One important research area in graph networks is graph embedding. Generally speaking, graph embedding consists of three topics: node-level embedding (which encodes nodes in a graph as vectors), edge-level embedding (which encodes edges in a graph as vectors), and graph-level embedding (which encodes a whole graph as a vector.) In this post, we consider the term graph embedding as graph-level embedding, which finds a vector for a molecule that could be used as the input for the downstream models. Figure 16 shows the code for converting molecules in RDKit to graphs in NetworkX, and generating its graph embeddings via Graph2Vec under KarateClub. Graph2Vec is a graph embedding algorithm and KarateClub is a package providing unsupervised machine learning models for graph data. Figure 17 shows Graph2Vec embedding for the molecules in the HIV dataset. KarateClub has covered several graph embedding algorithms in the library.

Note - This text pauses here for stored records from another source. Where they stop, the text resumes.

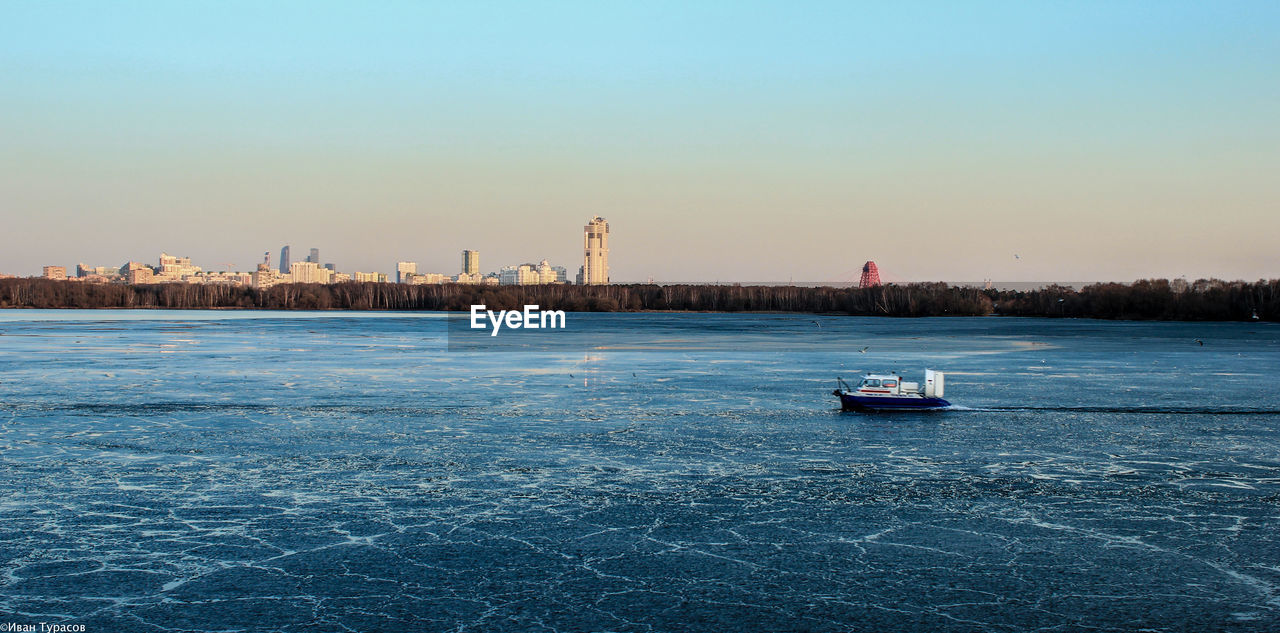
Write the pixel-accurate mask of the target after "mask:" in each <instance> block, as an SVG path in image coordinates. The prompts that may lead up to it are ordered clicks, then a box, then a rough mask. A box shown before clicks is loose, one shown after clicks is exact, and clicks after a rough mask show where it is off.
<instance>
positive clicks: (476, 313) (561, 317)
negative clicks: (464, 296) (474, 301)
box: [471, 303, 564, 336]
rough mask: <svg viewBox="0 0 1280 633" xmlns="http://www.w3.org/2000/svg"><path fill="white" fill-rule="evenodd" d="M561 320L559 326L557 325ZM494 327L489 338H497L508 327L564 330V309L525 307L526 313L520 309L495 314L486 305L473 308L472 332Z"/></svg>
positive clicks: (524, 309)
mask: <svg viewBox="0 0 1280 633" xmlns="http://www.w3.org/2000/svg"><path fill="white" fill-rule="evenodd" d="M557 320H559V325H557ZM490 325H492V326H493V331H492V332H489V336H497V335H498V330H500V329H502V327H503V326H507V327H509V329H513V330H518V329H525V330H539V329H563V327H564V311H563V309H539V307H538V306H525V309H524V311H520V309H499V311H498V312H494V311H492V309H488V307H486V306H485V304H483V303H481V304H479V306H475V304H472V306H471V329H472V330H488V329H489V326H490Z"/></svg>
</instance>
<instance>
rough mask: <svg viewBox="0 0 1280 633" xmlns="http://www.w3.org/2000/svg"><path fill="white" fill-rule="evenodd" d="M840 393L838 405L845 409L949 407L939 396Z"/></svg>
mask: <svg viewBox="0 0 1280 633" xmlns="http://www.w3.org/2000/svg"><path fill="white" fill-rule="evenodd" d="M837 395H840V407H841V408H842V409H845V410H929V409H942V408H946V407H951V403H948V402H946V400H943V399H941V398H874V396H865V395H855V394H837Z"/></svg>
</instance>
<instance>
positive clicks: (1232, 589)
mask: <svg viewBox="0 0 1280 633" xmlns="http://www.w3.org/2000/svg"><path fill="white" fill-rule="evenodd" d="M819 318H820V321H822V327H817V326H814V324H813V320H814V317H809V316H787V315H768V316H759V315H750V316H730V315H572V316H571V326H573V327H580V329H582V331H590V332H593V335H594V336H596V338H602V336H603V338H605V339H608V338H609V336H614V335H617V336H621V338H625V339H626V340H628V343H634V341H635V340H637V339H639V340H646V341H649V343H652V345H648V347H646V348H645V349H643V350H635V349H625V350H617V349H591V350H586V352H573V353H570V352H563V353H509V354H508V353H492V352H490V353H458V352H449V350H448V348H447V345H445V340H444V325H443V320H442V318H438V317H431V316H420V315H385V313H383V315H366V313H310V315H294V313H276V312H196V313H191V312H180V313H179V312H168V313H166V312H159V311H148V312H146V313H145V315H140V313H137V312H127V311H76V312H73V311H52V312H36V311H3V312H0V468H3V473H4V476H3V477H0V492H3V494H0V519H3V520H0V560H3V561H4V575H3V577H0V620H3V621H19V623H38V621H59V623H84V624H87V625H88V627H90V630H151V632H155V630H201V632H202V630H300V632H301V630H563V632H570V630H626V632H631V630H635V632H649V630H716V632H719V630H832V632H835V630H1032V629H1056V630H1078V629H1094V630H1135V629H1151V630H1275V629H1276V628H1280V618H1277V614H1280V546H1277V536H1276V535H1277V533H1280V512H1277V508H1280V506H1277V503H1280V431H1277V422H1280V394H1277V393H1276V390H1275V389H1274V387H1272V386H1271V379H1270V373H1272V372H1274V371H1275V368H1276V367H1280V330H1277V329H1276V327H1275V326H1271V325H1266V324H1125V322H1098V321H1051V320H1018V318H955V320H946V318H929V320H874V318H835V317H819ZM1194 339H1202V340H1203V341H1204V345H1203V347H1201V345H1198V344H1197V343H1194ZM673 340H675V341H690V340H692V341H696V343H698V345H696V347H698V349H687V345H684V344H680V345H671V344H668V343H666V341H673ZM864 347H869V349H868V350H867V353H858V350H859V349H861V348H864ZM925 366H929V367H932V368H936V370H940V371H945V372H947V382H948V385H947V396H948V399H950V400H952V402H954V403H956V405H957V408H956V410H947V412H933V413H902V412H897V413H884V414H851V413H841V412H840V410H838V402H837V400H836V398H833V396H832V395H829V393H831V390H832V389H833V387H835V376H836V375H841V376H845V377H846V379H851V377H854V376H856V375H858V372H859V371H891V370H897V371H901V372H904V376H905V377H908V380H911V377H913V376H916V375H919V373H920V372H922V371H923V368H924V367H925Z"/></svg>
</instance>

图网络的一个重要研究领域是图嵌入。一般来说,图嵌入由三个主题组成:节点级嵌入(将图中的节点编码为向量),边级嵌入(将图中的边编码为向量),图级嵌入(将整个图编码为向量。) 在这篇文章中,我们认为术语图嵌入是图级嵌入,它为一个分子找到一个向量,这个向量可以用作下游模型的输入。图16显示了将RDKit中的分子转换为NetworkX中的图形,并通过KarateClub下的Graph2Vec生成其图形嵌入的代码。Graph2Vec是一个图嵌入算法,KarateClub是一个为图数据提供无监督机器学习模型的包。图17显示了HIV数据集中分子的Graph2Vec嵌入。KarateClub已经涵盖了库中的几种图嵌入算法。
Conclusions
结论
This post has described several molecular representations, including string-based format, graph-based format, and some variants such as word embedding and graph embedding. These molecular representations, together with different machine learning algorithms including deep learning models and graph neural networks, could serve as the baseline for approaching molecular machine learning problems.
这篇文章描述了几种分子表示,包括基于字符串的格式,基于图形的格式,以及一些变体,如单词嵌入和图形嵌入。这些分子表示与不同的机器学习算法(包括深度学习模型和图神经网络)一起,可以作为探讨分子机器学习问题的基线。
Thanks for reading. If you have any comments, please feel free to drop me a note.
谢谢你的阅读。如果你有任何意见,请随时给我留言。